Every decision we make is anchored in a larger framework – like a tree whose roots reach deep into the collective consciousness and whose branches carry new possibilities into the present. Our network is therefore not just a project collaboration, but a living system that we develop together.
At CAPE, we find people who feel connected in their daily actions. Through listening, reflecting, and acting together, we find common ground without rigid hierarchies – a fluid exchange where every voice counts.
We recognise that real change needs space to emerge. Instead of immediate results, we take pauses to examine what works and where learning potentials lie. This creates a flexible, continuous flow that allows us to respond to new challenges without losing our core principles and our sustainably positive attitude towards each other and the life-serving world.
The focus is always on achieving more together than anyone could alone.
At its core, we experience fulfilment when we have resonant experiences – moments when we align with something or someone outside of ourselves, as sociologist Hartmut Rosa aptly describes.
On the other hand, our everyday life concentrates and exhausts itself in the zones attributed to the so-called 'developed western' world, increasingly in the processing of exploding to-do lists, and the entries on this list form the points of aggression with which the world confronts us.
Perhaps you are thinking now: Isn't that normal? Hasn't it always been this way? Have we not always perceived the world and reality as resistance?
Since the industrialisation, a structural change has been taking place at all levels of life in the western-shaped modernity, whose basic structure can only be maintained through constant growth. Modern systems can apparently only stabilise dynamically, meaning that in order to maintain their institutional status quo of constant (economic) growth, (technical) acceleration, and (cultural) innovation, the system is increasingly perceived as a threat.
So if we do not become better, faster, more creative, more efficient, etc., we will lose jobs and ultimately all securities, i.e., socio-economic foundations, so that in the end the political system also appears delegitimised.
But it is not the greed for more, but the fear of ever-less that fuels the obsession with growth. It seems to people that it is never enough, not because they are insatiable, but because they always and everywhere feel a sense of lack.

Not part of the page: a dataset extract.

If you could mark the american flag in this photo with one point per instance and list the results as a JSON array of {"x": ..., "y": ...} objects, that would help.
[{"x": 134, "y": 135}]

People are shaping a highly dynamic world, with which they are simultaneously in competition and living in alienation from themselves and others.
Let us together maintain the courage to pause in the flow of acceleration and consciously engage with one another, for true strength arises together as we co-creatively shape new rhythms of togetherness. Thus, we open the way to a future that is not driven by endless growth, but by genuine encounters.